Di. 03.02.2026, 18:15 Uhr, E312
Legend has it that when Charles W. Mills asked Jürgen Habermas why he did not work on race, Habermas replied: “Because I’m not a Nazi?” The talk argues that this exchange reflects sociolinguistic variation in how morally charged terms travel across languages: while “Rasse” in German is widely heard as morally tainted, “race” in the United States is an ordinary term for analysis, critique, and even solidarity.
On the account I will propose, what unsettles many German speakers is less the concept than the kind of speaker “Rasse”is taken to signal and the worldview attributed to its use. Building on work on slurs, I argue that race terms can convey speaker-directed metadata despite lacking derogatory lexical meaning and, against semantic accounts that treat “Rasse” as encoding racialist commitments, trace cross-linguistic differences to expectations about typical users.
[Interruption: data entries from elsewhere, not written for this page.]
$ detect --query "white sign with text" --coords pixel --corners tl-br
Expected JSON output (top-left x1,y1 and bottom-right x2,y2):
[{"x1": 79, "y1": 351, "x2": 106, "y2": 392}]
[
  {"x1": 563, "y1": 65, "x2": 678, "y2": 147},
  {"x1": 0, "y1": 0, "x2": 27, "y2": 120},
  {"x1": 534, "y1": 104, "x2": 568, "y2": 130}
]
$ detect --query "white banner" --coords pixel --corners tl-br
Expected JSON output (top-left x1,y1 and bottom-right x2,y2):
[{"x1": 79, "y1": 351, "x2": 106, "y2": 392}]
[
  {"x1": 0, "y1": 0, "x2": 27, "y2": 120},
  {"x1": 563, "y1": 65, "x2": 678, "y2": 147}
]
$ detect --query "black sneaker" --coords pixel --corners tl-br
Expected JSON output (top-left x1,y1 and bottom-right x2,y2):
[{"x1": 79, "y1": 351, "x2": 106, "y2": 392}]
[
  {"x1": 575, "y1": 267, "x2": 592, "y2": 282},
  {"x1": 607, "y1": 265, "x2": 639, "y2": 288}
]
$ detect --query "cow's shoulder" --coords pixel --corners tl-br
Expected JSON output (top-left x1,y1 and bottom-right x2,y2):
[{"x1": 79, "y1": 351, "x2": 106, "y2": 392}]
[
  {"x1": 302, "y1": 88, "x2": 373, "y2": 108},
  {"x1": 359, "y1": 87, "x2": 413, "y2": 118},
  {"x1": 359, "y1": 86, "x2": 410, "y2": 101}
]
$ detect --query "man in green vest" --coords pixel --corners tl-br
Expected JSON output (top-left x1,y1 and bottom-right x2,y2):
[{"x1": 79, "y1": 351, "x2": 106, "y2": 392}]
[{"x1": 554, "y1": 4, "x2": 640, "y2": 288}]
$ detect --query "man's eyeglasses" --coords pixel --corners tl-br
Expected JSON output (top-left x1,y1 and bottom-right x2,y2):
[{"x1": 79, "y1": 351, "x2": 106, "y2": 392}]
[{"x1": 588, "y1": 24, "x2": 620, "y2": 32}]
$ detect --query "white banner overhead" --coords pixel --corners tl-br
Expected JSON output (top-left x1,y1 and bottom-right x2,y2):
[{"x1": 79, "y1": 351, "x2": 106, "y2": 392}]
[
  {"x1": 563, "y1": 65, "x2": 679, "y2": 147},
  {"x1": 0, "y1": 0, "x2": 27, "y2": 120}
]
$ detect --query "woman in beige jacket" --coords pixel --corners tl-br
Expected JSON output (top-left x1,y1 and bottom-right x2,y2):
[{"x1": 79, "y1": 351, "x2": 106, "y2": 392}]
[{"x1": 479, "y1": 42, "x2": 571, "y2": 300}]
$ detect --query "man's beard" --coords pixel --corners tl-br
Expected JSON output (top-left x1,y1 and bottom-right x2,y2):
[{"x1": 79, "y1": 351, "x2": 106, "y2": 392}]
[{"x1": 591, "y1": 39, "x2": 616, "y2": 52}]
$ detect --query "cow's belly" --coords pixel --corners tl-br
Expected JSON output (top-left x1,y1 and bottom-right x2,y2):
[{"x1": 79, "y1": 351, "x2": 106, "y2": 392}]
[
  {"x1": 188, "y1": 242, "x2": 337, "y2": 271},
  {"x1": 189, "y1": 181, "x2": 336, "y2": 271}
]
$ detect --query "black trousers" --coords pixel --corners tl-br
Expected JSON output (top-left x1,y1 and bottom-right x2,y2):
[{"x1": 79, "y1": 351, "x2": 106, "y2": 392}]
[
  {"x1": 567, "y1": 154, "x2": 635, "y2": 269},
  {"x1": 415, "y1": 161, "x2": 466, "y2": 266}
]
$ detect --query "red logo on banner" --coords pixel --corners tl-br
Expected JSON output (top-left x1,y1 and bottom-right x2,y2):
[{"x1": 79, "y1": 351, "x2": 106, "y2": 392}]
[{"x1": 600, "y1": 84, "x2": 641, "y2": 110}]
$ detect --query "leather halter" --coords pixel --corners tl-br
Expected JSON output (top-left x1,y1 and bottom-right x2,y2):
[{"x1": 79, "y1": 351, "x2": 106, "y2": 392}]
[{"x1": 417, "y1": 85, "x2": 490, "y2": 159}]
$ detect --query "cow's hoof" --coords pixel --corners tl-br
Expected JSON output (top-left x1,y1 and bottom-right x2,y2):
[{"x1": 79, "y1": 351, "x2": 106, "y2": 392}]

A series of experiments shows that Germans and U.S. Americans draw sharply opposed inferences about a speaker’s political and moral commitments even where existential presuppositions are suspended – suggesting that social rather than semantic meaning drives these judgements. This helps explain the broader cross-linguistic divergence in race talk exemplified by the Mills–Habermas exchange, driven by German Angst over “Rasse” and the urge to disaffiliate from its presumed users.